I have written before on how to troubleshoot drivers’ deferred probe issues in Linux. And while having a /sys/kernel/debug/devices_deferred debugfs entry is quite useful to know the list of devices whose drivers failed to probe due being deferred [0], there are also some debug command line parameters that could help with the troubleshooting.
But first, an explanation of what these parameters do:
Devices require different resources in order to be operative, for example a display controller could need a set of clocks, power domains and regulators to be enabled.
Ideally, if these are managed by Linux, these should be declared in the hardware description that is handled to the kernel (e.g: Device Tree Blobs) but sometimes this isn’t the case. And devices may be working just because the firmware that booted Linux left these required resources enabled.
But of course this has the disadvantage that Linux can’t manage those, and can’t for example disable a clock or power domain when is not used.
It is common though to add support for a platform incrementally and so it could be that at the beginning this relies on the setup made by the firmware (e.g: some required clocks left enabled and Linux not knowing about them). But later, support for these clocks could and the Common Clock Framework (CCF) will now be aware of them.
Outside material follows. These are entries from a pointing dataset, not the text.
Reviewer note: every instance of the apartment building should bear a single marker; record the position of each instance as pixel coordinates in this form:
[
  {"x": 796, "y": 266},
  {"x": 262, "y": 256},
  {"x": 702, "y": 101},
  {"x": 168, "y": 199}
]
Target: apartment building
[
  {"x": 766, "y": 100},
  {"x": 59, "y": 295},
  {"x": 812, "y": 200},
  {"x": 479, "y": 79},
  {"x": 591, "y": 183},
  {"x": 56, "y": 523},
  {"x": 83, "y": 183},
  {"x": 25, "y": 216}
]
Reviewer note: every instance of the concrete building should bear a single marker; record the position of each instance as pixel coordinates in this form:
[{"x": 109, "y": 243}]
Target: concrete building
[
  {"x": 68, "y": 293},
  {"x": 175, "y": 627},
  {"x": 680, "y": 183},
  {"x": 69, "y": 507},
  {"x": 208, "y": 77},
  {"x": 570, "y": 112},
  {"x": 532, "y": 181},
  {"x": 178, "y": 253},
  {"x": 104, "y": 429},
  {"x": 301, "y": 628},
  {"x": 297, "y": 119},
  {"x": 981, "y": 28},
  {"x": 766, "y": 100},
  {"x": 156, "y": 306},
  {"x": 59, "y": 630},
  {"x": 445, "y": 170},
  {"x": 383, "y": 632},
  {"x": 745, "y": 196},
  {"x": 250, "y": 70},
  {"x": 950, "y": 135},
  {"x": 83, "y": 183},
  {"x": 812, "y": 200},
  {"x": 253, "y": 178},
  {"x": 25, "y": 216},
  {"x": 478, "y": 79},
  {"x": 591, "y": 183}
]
But it could be that the Device Tree was not updated to define the dependency between some device that requires these introduced clocks. If that is the case, the clocks may appear to be unused by the system and the CCF rightfully decide to disable them [1].
If that is the case, this message is printed in the kernel log buffer:
[ 5.189930] clk: Disabling unused clocks
This will of course make the device to not work anymore because one of its required clock has been gated.
To prevent this, there is a debug clk_ignore_unused command line parameter that can be used to prevent the CCF to gate unused clocks. When this is used, the unused clocks won’t be disabled an the following message be printed instead:
[ 5.200758] clk: Not disabling unused clocks
And is the same for power domains and regulators, the frameworks will disable unused ones and the pd_ignore_unused and regulator_ignore_unused command line parameters can be used to prevent this. When using them, the following messages are printed in the kernel log:
[ 5.186559] PM: genpd: Not disabling unused power domains
[ 35.298779] regulator: Not disabling unused regulators
The {clk,pd}_ignore_unused parameters have been present in Linux for a long time, but we didn’t have one for regulators until recently.
Before, to prevent an unused regulator to be disabled by the regulator framework, it had to be marked in the Device Tree as always-on by using the regulator-always-on property. But this requires to modify the Device Trees which is more cumbersome just to troubleshoot drivers regressions.
So after talking with with Mark Brown (the regulator framework maintainer), I proposed to add a regulator_ignore_unused debug parameter which landed in Linux kernel v6.8.
I hope these debug parameters can be useful when facing regressions in drivers.
Happy hacking!
[0] Read this older post if want to learn more about about drivers and devices registration, matching and probe deferral.
[1] Brian Masney pointed me out that the list of clocks being disabled can be shown by using the tp_printk trace_event=clk:clk_disable cmdline param as explained in the kernel docs.